Indeed there isn't much need for avsrepo, people just download their binaries manually for ages. And I've never heard of avsrepo. If it was to provide Linux and MacOS binaries, however, they would use it.

Then long-term maintenance is the big question.

ChaosKing
4th February 2022, 10:57
Mental note: .NET can be compiled with the framework embedded for no external dependency. File size a bit bigger, but cross-platform, extensible and can run without dependency.

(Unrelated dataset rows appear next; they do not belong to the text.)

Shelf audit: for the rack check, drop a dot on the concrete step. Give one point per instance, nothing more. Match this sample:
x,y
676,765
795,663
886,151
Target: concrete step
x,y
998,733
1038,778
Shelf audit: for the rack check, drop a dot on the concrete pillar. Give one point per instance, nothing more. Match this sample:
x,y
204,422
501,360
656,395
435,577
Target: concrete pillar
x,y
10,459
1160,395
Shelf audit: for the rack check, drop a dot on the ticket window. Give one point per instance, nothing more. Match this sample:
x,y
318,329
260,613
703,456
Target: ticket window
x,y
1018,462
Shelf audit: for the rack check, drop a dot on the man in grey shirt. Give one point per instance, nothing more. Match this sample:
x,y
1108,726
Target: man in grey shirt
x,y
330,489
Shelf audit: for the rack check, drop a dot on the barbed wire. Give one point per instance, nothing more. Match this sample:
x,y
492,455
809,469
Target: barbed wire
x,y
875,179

A bit OT: Flutter 2.10 was just released with official Windows support. This could be an cross plattform alternative to .net GUI apps.
Or maybe someone wants to make an vs editor with flutter :D

MysteryX
4th February 2022, 12:18
btw I just saw that Linux support is already documented here; I should have read that first
https://www.vapoursynth.com/doc/installation.html#linux-installation

Are the Debian/Ubuntu builds up-to-date? Are the documented solutions working good enough? MacOS doesn't have a documented solution for plugins.

Seriously deb-multimedia has been doing it for.... 20 years!??

ChaosKing
4th February 2022, 13:37
Btw I think what you are looking for is something similar to this https://github.com/Bl4Cc4t/homebrew-vsplugins

https://github.com/Homebrew/homebrew-core/blob/HEAD/Formula/mvtools.rb

MysteryX
4th February 2022, 14:23
ah Homebrew is the package manager for MacOS. OK it's all documented, I just didn't read the docs properly. I don't know how well it works under Ubuntu, but it seems that there are already plenty of solutions implemented, one just has to know about it. Easier to tweak the existing solutions than try to re-invent the wheel again.

If I release a multi-platform encoder GUI at some point, it's probably better to give instructions or a script to setup the Vapoursynth environment, and not try to bundle it in.